Zina; aralarında nikâh bağı bulunmayan kadın ve erkek arasında gayrı meşru münâsebette bulunması demektir. Diğer bir ifade ile Zina, evlilik bağı olmaksızın ergen bir erkeğin ergen bir kadınla isteyerek yaptıkları cinsel birleşmeye denir. Zina İslâm’da ve İslâm önceki bütün semâvî dinlerde haram ve çok çirkin bir fiil olarak kabul edilmiştir. O büyük günahlardandır. Irz ve neseplere yönelik bir suç olduğu için cezası da hadlerin en şiddetlisidir. Kur’an-ı Kerim’de şöyle buyrulur: “Zinaya yaklaşmayın. Çünkü o, çok çirkin bir iş ve kötü bir yoldur.” (İsrâ 17/ 32). Ayette “Zina etmeyin” denilmeyip de “Zinaya yaklaşmayın” buyrulması çok dikkat çekicidir. Buna göre yalnız zina değil, kişiyi zina etmeye sevk eden yollar da yasaklanmıştır.

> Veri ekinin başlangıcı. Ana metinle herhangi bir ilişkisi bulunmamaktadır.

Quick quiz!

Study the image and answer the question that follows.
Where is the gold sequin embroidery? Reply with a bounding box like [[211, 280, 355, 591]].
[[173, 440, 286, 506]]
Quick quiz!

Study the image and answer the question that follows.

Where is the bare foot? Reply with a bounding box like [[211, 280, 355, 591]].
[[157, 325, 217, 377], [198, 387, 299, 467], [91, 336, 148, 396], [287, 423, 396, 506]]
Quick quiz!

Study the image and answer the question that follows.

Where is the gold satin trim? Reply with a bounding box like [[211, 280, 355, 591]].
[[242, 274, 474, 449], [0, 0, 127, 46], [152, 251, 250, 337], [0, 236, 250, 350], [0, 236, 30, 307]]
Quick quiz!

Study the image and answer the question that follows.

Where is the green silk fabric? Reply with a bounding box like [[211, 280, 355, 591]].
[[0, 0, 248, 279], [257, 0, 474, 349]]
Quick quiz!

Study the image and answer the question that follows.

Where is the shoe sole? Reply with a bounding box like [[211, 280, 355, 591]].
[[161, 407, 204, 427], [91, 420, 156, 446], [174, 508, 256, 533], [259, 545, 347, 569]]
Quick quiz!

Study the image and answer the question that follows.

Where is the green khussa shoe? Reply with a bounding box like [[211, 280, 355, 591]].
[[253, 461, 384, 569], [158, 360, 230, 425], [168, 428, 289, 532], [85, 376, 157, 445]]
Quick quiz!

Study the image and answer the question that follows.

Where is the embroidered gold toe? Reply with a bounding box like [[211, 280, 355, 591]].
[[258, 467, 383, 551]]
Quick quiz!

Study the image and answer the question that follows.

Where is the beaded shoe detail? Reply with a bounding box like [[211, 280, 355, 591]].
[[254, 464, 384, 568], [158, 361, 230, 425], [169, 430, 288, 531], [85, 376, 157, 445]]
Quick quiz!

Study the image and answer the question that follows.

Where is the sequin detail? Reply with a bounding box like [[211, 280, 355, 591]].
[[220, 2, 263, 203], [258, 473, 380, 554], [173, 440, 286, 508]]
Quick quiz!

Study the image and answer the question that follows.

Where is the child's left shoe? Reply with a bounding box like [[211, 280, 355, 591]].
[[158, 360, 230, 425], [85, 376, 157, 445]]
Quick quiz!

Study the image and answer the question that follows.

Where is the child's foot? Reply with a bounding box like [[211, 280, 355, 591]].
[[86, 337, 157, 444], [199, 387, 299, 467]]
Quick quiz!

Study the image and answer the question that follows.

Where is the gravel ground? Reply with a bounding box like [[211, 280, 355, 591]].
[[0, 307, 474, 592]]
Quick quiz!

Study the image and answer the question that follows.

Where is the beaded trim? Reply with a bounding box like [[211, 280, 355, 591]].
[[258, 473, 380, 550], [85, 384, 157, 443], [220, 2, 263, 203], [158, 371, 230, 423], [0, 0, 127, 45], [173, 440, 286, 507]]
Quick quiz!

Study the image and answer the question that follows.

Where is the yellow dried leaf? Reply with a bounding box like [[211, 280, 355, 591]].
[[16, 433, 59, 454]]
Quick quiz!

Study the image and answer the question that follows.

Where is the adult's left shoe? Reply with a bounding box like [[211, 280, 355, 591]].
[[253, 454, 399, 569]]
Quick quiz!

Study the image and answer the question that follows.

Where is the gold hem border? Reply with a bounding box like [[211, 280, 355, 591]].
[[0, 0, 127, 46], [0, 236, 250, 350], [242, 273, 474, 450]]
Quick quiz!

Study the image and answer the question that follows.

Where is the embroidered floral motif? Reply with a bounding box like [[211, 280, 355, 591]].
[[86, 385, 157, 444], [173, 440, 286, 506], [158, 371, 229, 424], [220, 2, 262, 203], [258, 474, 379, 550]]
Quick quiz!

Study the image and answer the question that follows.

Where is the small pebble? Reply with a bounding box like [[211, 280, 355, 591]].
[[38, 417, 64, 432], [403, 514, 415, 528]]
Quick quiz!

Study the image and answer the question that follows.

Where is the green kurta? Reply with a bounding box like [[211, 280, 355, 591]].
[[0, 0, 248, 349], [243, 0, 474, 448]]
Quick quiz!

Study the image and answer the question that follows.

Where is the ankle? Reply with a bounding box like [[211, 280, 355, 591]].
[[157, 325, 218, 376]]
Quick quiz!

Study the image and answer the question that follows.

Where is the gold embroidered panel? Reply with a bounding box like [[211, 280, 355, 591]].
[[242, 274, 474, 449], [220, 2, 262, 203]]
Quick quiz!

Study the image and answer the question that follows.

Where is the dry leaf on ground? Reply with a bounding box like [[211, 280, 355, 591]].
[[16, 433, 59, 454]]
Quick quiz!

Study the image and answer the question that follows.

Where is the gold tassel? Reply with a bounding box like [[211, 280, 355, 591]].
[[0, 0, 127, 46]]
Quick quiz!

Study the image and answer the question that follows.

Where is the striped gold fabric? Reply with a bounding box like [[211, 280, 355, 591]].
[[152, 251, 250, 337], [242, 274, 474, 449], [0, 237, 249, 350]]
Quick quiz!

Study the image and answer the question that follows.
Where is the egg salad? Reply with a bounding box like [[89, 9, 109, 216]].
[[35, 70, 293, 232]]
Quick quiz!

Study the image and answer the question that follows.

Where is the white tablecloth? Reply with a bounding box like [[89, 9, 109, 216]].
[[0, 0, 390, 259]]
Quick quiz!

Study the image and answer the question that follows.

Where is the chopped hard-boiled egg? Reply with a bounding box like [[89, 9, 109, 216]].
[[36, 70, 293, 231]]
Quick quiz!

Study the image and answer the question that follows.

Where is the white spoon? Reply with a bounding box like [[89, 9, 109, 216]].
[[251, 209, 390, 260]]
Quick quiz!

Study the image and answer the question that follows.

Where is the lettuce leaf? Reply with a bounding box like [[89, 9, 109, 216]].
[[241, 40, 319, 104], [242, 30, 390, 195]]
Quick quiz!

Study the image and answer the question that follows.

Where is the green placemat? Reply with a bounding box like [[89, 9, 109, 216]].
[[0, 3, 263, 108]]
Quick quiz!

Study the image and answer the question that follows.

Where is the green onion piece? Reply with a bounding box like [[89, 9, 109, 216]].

Nikahlanmamış kız arkadaşla veya nişanlı ile yapılan cinsel ilişki de zinadır.
Asr-ı saadette Peygamberimiz (asm) ashabıyla beraber bulunuyordu. Bir genç çıkageldi ve çok saygısızca:
“Ya Resulallah! Ben felanca kadın ile arkadaş olmak istiyorum, onunla zina yapmak istiyorum.” dedi.
Ashab-ı Kiram, bu durumdan çok öfkelendiler. İçlerinden gazaba gelerek genci dövmek ve huzuru Resulullah’dan çıkarmak isteyenler oldu. Bazıları bağırıştılar. Çünkü genç çok hayasız konuşmuştu. Sevgili Peygamberimiz (asm) “Bırakın o genci.” buyurdu.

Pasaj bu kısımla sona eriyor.